A Texas area offshore injury lawyer works with seamen in several industries, as they all face significant risks every day while on the job. Cramped work conditions, blind spots, unstable footing and unreliable equipment can all increase the chances of an accident, and when someone is hurt at sea, the danger is multiplied. Seamen may be hours away from intensive care at a hospital, which means even a slight medical problem can become something much worse. This is the risk that seamen deal with constantly, so these workers need to be protected when an accident does occur.

The only way a seaman can get this protection, though, is through the Jones Act. State worker compensation programs do not provide a safety net for many maritime workers, including seamen. A hurt worker has to exercise their legal rights, then, to get the care they need.


The Gulf Coast is an extremely active stretch of water for shipping purposes. More than $3 billion’s worth of petroleum products are shipped along the Gulf Coast every year, for example. That takes a strong shipping infrastructure, and that means thousands of crews operating on barges and tows year round.

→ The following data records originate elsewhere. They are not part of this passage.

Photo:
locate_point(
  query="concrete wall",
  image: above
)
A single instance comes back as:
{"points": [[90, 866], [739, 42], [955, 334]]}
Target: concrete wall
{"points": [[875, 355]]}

In general, these crews are protected through the Jones Act, but there are specific requirements a seaman must meet, and they will have to be demonstrated during a claim. These requirements include:

  • The seaman must work on a vessel in navigation. A vessel in navigation is one that is afloat, currently in operation, functioning on navigable waters and capable of locomotion. In short, the vessel has to be capable of moving under its own power and equipped for open water. Fixed Oil platforms, casino boats and new vessels that are being tested are not considered vessels in navigation.
  • The seaman’s work must contribute to the vessel’s operation. A Texas area offshore injury lawyer can almost always demonstrate this part of qualification, as nearly every crewmember contributes to the mission to some degree. The only notable exception is when the vessel’s owner sends an admin representative to observe operations. Even this, though, is rare.
  • The seaman must spend a significant amount of their working time on the vessel. This is normally the most contested element of a worker’s claim, as the seaman will need thorough work logs to support qualification. As long as a seaman spends at least 30 percent of their time on an operating vessel, they will qualify. Also, if a seaman works on several vessels at once, as long as this represents at least 30 percent of their time, they will qualify.

If a seaman passes these requirements, a Texas area offshore injury lawyer will have the power of the Jones Act to fight back against the victim’s employer in an attempt to secure a comprehensive settlement.